The problem I am working on is estimating the proportion of COVID-19 infections that end up in the hospital (hospitalProp). In a simplified version of the problem, I have for several different locations the following data:
- hospitalizations: Number of hospitalizations (integer)
- population: The population at the location (integer)
- seroprevShape, seroprevRate: The shape and rate parameters of a gamma distribution over real values between 0 and 1, that described the distribution over the proportion of people that have been infected in the population (which I extract from seroprevalence studies)
Then, my model consists in the following:
Seroprevalence[N] \sim gamma(shape[N], rate[N])
Infections[N] = Population[N] \times Seroprevalence[N]
Hospitalizations[N] \sim Binomial(Infections[N], hospitalProp)

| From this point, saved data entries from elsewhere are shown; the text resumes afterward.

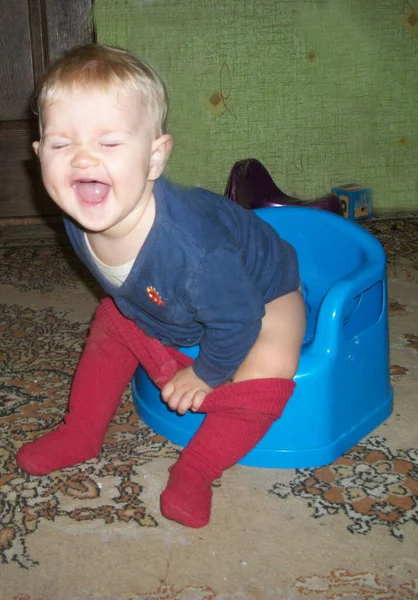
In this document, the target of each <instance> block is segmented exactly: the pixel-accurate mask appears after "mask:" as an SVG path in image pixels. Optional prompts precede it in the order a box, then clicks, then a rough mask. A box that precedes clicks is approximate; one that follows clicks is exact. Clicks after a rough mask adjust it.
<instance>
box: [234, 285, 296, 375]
mask: <svg viewBox="0 0 418 600" xmlns="http://www.w3.org/2000/svg"><path fill="white" fill-rule="evenodd" d="M305 325H306V311H305V303H304V300H303V298H302V294H301V293H300V291H299V290H297V291H296V292H291V293H290V294H286V295H285V296H281V297H280V298H276V299H275V300H273V301H272V302H269V303H268V304H267V305H266V314H265V315H264V318H263V320H262V325H261V331H260V335H259V336H258V339H257V340H256V342H255V344H254V346H253V347H252V348H251V350H250V352H249V354H248V356H247V358H246V359H245V360H244V361H243V362H242V364H241V365H240V367H239V368H238V370H237V371H236V373H235V374H234V376H233V377H232V381H233V382H237V381H246V380H248V379H260V378H265V377H279V378H283V379H293V377H294V376H295V374H296V371H297V368H298V364H299V357H300V350H301V347H302V342H303V338H304V335H305Z"/></svg>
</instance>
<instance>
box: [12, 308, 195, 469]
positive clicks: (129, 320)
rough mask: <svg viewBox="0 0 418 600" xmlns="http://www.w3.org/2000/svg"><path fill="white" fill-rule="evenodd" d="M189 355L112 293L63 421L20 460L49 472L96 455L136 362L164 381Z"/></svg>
mask: <svg viewBox="0 0 418 600" xmlns="http://www.w3.org/2000/svg"><path fill="white" fill-rule="evenodd" d="M190 361H191V359H188V357H184V356H183V355H182V354H180V353H179V352H177V351H175V350H172V349H170V351H169V350H168V349H166V348H164V346H162V344H161V343H160V342H159V341H158V340H156V339H152V338H149V337H148V336H147V335H145V334H144V333H143V332H142V331H141V330H140V329H139V328H138V327H137V326H136V325H135V323H134V322H133V321H131V320H129V319H126V318H125V317H124V316H123V315H122V314H121V313H120V311H119V310H118V309H117V307H116V306H115V304H114V303H113V301H112V300H111V299H110V298H107V299H105V300H103V301H102V302H101V303H100V305H99V307H98V309H97V311H96V314H95V317H94V319H93V321H92V324H91V327H90V333H89V335H88V337H87V340H86V344H85V348H84V351H83V353H82V355H81V358H80V362H79V364H78V367H77V371H76V374H75V377H74V381H73V385H72V388H71V394H70V400H69V405H68V413H67V415H66V416H65V418H64V423H63V424H62V425H60V426H59V427H58V429H56V430H55V431H52V432H50V433H48V434H46V435H44V436H43V437H41V438H39V439H37V440H35V441H34V442H30V443H28V444H25V445H24V446H22V447H21V448H20V450H19V451H18V453H17V455H16V461H17V464H18V465H19V467H20V468H21V469H22V470H23V471H26V472H27V473H30V474H32V475H45V474H46V473H50V472H51V471H56V470H57V469H62V468H64V467H69V466H72V465H75V464H77V463H80V462H84V461H86V460H88V459H89V458H93V457H94V456H97V454H98V453H99V452H100V449H101V447H102V444H103V439H104V436H105V433H106V430H107V428H108V425H109V422H110V420H111V419H112V417H113V415H114V413H115V412H116V410H117V408H118V406H119V403H120V399H121V397H122V394H123V391H124V390H125V388H126V386H127V384H128V383H129V381H130V380H131V378H132V376H133V374H134V372H135V369H136V368H137V366H138V362H140V363H141V364H142V365H143V367H144V368H145V369H146V370H147V371H148V372H149V375H150V377H151V379H153V380H154V381H155V383H156V384H157V385H160V386H162V385H164V384H165V383H166V382H167V381H169V380H170V379H171V377H172V376H173V375H174V374H175V373H176V371H177V370H178V369H179V368H182V367H183V366H186V364H187V363H188V362H190Z"/></svg>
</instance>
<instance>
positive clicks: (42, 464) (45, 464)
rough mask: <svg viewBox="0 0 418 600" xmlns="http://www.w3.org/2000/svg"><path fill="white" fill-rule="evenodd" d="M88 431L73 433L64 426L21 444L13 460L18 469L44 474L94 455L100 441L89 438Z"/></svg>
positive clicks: (26, 471)
mask: <svg viewBox="0 0 418 600" xmlns="http://www.w3.org/2000/svg"><path fill="white" fill-rule="evenodd" d="M92 437H93V436H92V435H91V432H90V433H87V434H86V433H85V432H84V433H83V432H74V431H71V429H70V428H69V427H68V426H67V425H65V424H64V425H60V426H59V427H58V429H56V430H55V431H51V432H50V433H47V434H46V435H44V436H42V437H40V438H38V439H37V440H35V441H33V442H29V443H28V444H25V445H24V446H22V447H21V448H20V449H19V450H18V452H17V454H16V462H17V464H18V466H19V468H20V469H22V471H25V472H26V473H29V474H30V475H38V476H39V475H47V474H48V473H52V472H53V471H58V470H60V469H64V468H66V467H72V466H74V465H77V464H79V463H82V462H85V461H86V460H89V459H90V458H94V457H95V456H97V455H98V454H99V452H100V450H101V447H102V443H101V440H100V441H98V440H94V439H92Z"/></svg>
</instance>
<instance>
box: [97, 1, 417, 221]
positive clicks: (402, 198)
mask: <svg viewBox="0 0 418 600" xmlns="http://www.w3.org/2000/svg"><path fill="white" fill-rule="evenodd" d="M415 10H416V15H415V12H414V11H415ZM95 21H96V28H97V34H98V41H99V42H102V43H107V44H114V45H119V46H123V47H126V48H128V49H130V50H132V51H134V52H135V53H136V54H137V55H138V56H139V57H141V58H143V59H144V60H146V61H147V62H149V63H150V64H152V65H153V66H154V67H155V68H156V69H157V70H158V71H159V72H160V74H161V75H162V76H163V78H164V80H165V81H166V84H167V88H168V91H169V97H170V113H169V114H170V116H169V129H170V131H171V132H172V133H173V136H174V140H175V151H174V153H173V156H172V158H171V161H170V165H169V167H168V170H167V172H168V174H169V175H170V176H171V177H172V178H173V179H175V180H177V181H180V182H181V183H184V184H198V185H202V186H204V187H208V188H210V189H213V190H215V191H218V192H223V190H224V188H225V184H226V181H227V178H228V174H229V172H230V169H231V167H232V165H233V164H234V162H235V161H237V160H240V159H243V158H250V157H252V158H258V159H259V160H261V161H262V162H263V163H264V164H265V166H266V167H267V168H268V169H269V171H270V172H271V174H272V176H273V178H274V179H275V181H276V183H277V184H278V185H279V187H281V188H282V189H283V190H284V191H286V192H287V193H289V194H294V195H297V196H299V197H301V198H310V197H314V196H317V195H321V194H323V193H325V192H327V191H329V190H330V188H331V187H332V186H334V185H337V184H344V183H351V182H354V181H355V182H359V183H362V184H364V185H365V186H369V187H371V188H372V189H373V194H374V205H375V212H376V213H384V212H390V211H394V210H396V211H416V210H417V209H418V145H417V142H418V135H417V133H418V121H417V119H416V114H417V97H418V75H417V66H418V60H417V59H418V52H417V51H418V2H415V3H414V2H409V3H407V2H405V1H401V0H204V1H203V0H96V1H95ZM215 105H216V106H215Z"/></svg>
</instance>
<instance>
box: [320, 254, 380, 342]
mask: <svg viewBox="0 0 418 600" xmlns="http://www.w3.org/2000/svg"><path fill="white" fill-rule="evenodd" d="M386 293H387V292H386V284H385V268H384V266H383V268H382V264H381V263H379V262H378V261H376V262H375V261H367V263H366V264H363V265H362V266H361V268H358V269H356V270H355V271H353V272H351V273H349V274H348V275H346V276H344V277H342V278H341V279H339V280H337V281H336V282H335V283H334V284H333V285H332V286H331V287H330V289H329V290H328V292H327V293H326V294H325V296H324V298H323V300H322V302H321V305H320V307H319V310H318V314H317V324H316V331H315V338H314V340H313V342H312V346H311V349H312V351H313V352H316V351H318V352H321V353H324V352H326V353H329V352H330V351H331V349H332V348H337V347H338V346H339V344H341V343H344V341H345V340H346V339H347V333H346V332H347V330H348V324H349V322H350V319H352V318H354V315H356V312H357V316H358V315H359V314H360V312H359V310H360V309H359V307H360V305H361V304H363V306H362V311H363V313H364V312H365V308H367V303H368V304H369V305H370V306H371V299H372V297H373V310H371V309H370V308H369V310H368V313H367V316H366V319H365V318H364V317H363V319H362V321H363V326H364V328H365V327H366V324H372V322H376V321H377V320H378V319H379V318H380V315H381V314H382V310H383V307H384V305H385V303H386ZM350 325H352V324H350ZM367 326H368V325H367ZM359 327H360V329H359ZM351 331H352V332H353V331H354V332H356V333H360V332H361V324H360V325H359V324H357V328H356V327H351ZM351 337H353V334H352V333H351Z"/></svg>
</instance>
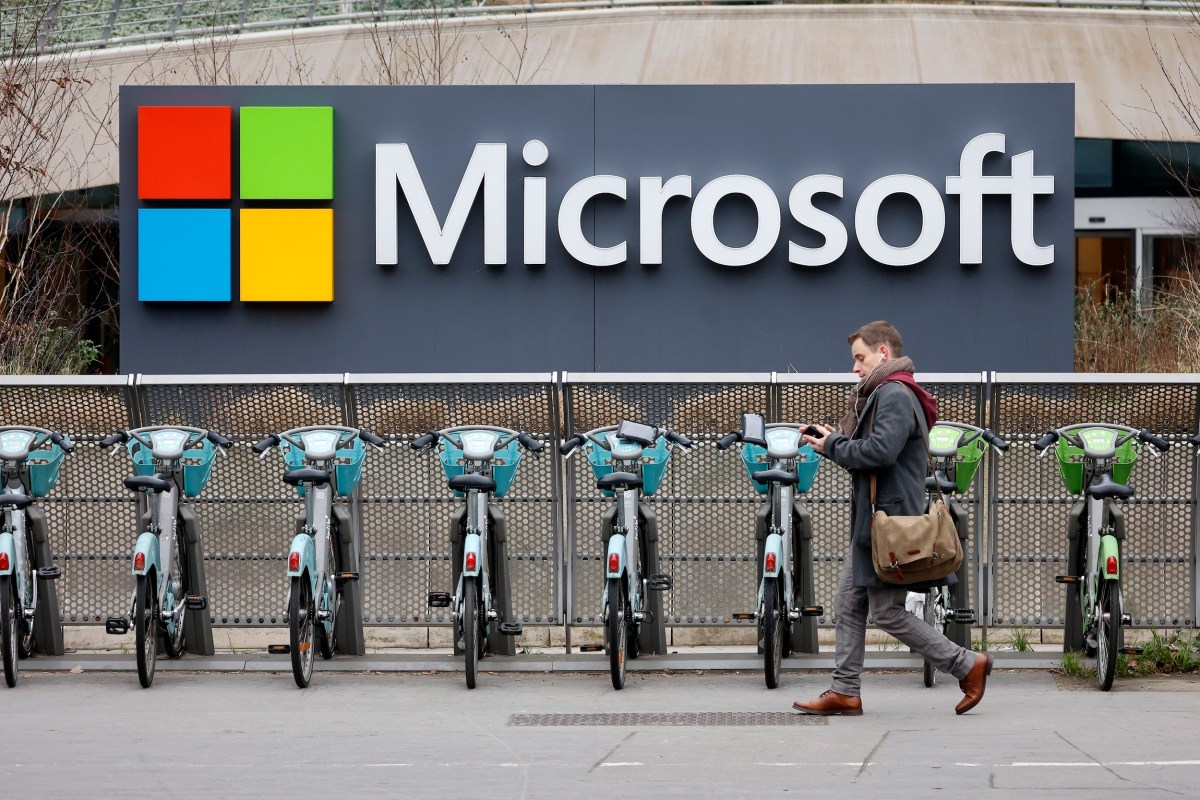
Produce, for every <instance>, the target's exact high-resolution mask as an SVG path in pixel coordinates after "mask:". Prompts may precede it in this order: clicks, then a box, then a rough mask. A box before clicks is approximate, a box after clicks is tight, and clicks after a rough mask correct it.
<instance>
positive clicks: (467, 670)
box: [458, 578, 480, 688]
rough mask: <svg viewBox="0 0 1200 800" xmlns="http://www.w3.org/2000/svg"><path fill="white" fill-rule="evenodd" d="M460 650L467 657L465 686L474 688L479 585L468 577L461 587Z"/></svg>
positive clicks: (478, 670) (476, 665)
mask: <svg viewBox="0 0 1200 800" xmlns="http://www.w3.org/2000/svg"><path fill="white" fill-rule="evenodd" d="M458 619H460V621H461V625H462V651H463V655H464V656H466V657H467V688H475V681H476V679H478V678H479V645H480V642H479V587H476V585H475V579H474V578H468V579H467V582H466V585H464V587H463V588H462V615H461V616H460V618H458Z"/></svg>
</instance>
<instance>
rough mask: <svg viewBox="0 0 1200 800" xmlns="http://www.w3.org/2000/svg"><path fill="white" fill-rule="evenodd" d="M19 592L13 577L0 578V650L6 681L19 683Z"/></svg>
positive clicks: (9, 682) (12, 684) (14, 682)
mask: <svg viewBox="0 0 1200 800" xmlns="http://www.w3.org/2000/svg"><path fill="white" fill-rule="evenodd" d="M16 604H17V594H16V587H14V585H13V582H12V578H11V577H8V576H4V577H2V578H0V650H2V651H4V682H6V684H8V687H10V688H11V687H13V686H16V685H17V678H18V672H17V638H18V637H17V616H16Z"/></svg>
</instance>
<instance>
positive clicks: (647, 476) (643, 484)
mask: <svg viewBox="0 0 1200 800" xmlns="http://www.w3.org/2000/svg"><path fill="white" fill-rule="evenodd" d="M583 451H584V452H586V453H587V456H588V463H589V464H590V465H592V474H593V475H594V476H595V479H596V480H598V481H599V480H600V479H601V477H604V476H605V475H610V474H612V471H613V469H614V465H613V463H614V462H613V457H612V453H610V452H608V451H607V450H605V449H604V447H600V446H598V445H596V444H595V443H593V441H590V440H588V441H586V443H583ZM670 458H671V451H670V450H668V449H667V438H666V437H659V438H658V440H656V441H655V443H654V445H653V446H650V447H642V495H643V497H653V495H654V493H655V492H658V491H659V488H660V487H661V486H662V477H664V475H666V469H667V461H668V459H670ZM601 494H604V497H606V498H611V497H612V494H613V492H612V489H601Z"/></svg>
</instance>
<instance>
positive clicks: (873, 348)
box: [846, 319, 904, 359]
mask: <svg viewBox="0 0 1200 800" xmlns="http://www.w3.org/2000/svg"><path fill="white" fill-rule="evenodd" d="M854 339H863V344H865V345H866V347H869V348H871V349H872V350H877V349H878V348H880V345H881V344H887V345H888V351H890V353H892V357H894V359H899V357H900V356H901V355H904V339H902V338H901V337H900V331H898V330H896V329H895V326H893V325H892V323H886V321H883V320H882V319H878V320H876V321H874V323H868V324H866V325H863V326H862V327H859V329H858V330H857V331H854V332H853V333H851V335H850V336H848V337H846V341H847V342H850V343H851V344H853V343H854Z"/></svg>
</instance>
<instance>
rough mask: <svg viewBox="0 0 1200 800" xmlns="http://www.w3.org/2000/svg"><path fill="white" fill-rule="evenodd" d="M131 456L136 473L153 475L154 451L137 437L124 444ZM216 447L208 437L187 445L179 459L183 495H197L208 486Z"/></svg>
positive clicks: (185, 496)
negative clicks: (187, 445) (198, 441)
mask: <svg viewBox="0 0 1200 800" xmlns="http://www.w3.org/2000/svg"><path fill="white" fill-rule="evenodd" d="M125 446H126V447H128V450H130V456H131V457H132V458H133V471H136V473H137V474H138V475H154V474H155V471H156V469H155V463H154V453H152V452H151V451H150V449H149V447H146V446H145V445H143V444H142V443H140V441H138V440H137V439H130V441H128V444H126V445H125ZM216 455H217V453H216V449H215V447H214V446H212V443H211V441H209V440H208V439H202V440H200V444H199V445H198V446H196V447H188V449H187V450H185V451H184V456H182V458H180V459H179V467H180V471H182V473H184V495H185V497H188V498H194V497H197V495H198V494H199V493H200V492H203V491H204V487H205V486H208V482H209V477H211V476H212V459H214V458H215V457H216Z"/></svg>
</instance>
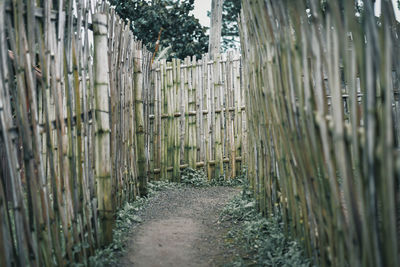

I would try to implement it the following way, but I cannot because of the discrete parameter (infections).
data {
int<lower=0> N; // number of observations
int population[N]; // population count
vector[N] seroprevShape; // Prevalence gamma shape
vector[N] seroprevRate; // Prevalence gamma rate
int hospitalizations[N]; // outcome count
}
parameters {
// Countries outcome fit
real<lower=0, upper=1> hospitalProp; // hospitalization proportion
vector[N] prevalence; // underlying prevalence at each location
}
transformed parameters {
int infections[N]; // number of infections at each location
infections = prevalence .* population;
}
model {
hospitalizations ~ binomial(infections, hospitalProp);
}
I have been looking into how to marginalize the number of infections out of the model, but I am at a loss. Any help or pointers on where to look will be greatly appreciated.
Solution:
The solution proposed by @maxbiostat solved the problem. Since I had to fix a couple of details of the code he shared, I’m leaving the final solution here in case someone uses it in the future:
The solution was to define a binomial probability function that takes as input a real valued N. This is achieved with the following code at the start of the script:
functions{
real bin_lpmf(int x, real n, real theta){
real ans = lchoose(n, x) + x*log(theta) + (n-x)*log1m(theta);
return(ans);
}
}
Then the sampling in the model is done with
model {
hospitalizations ~ binomial(infections, hospitalProp);
}
The difference with @maxbiostat code is that lpdf is substituted with lpmf because it’s probability distribution over discrete values, and that log1p was substituted for log1m which is the correct form of the density function.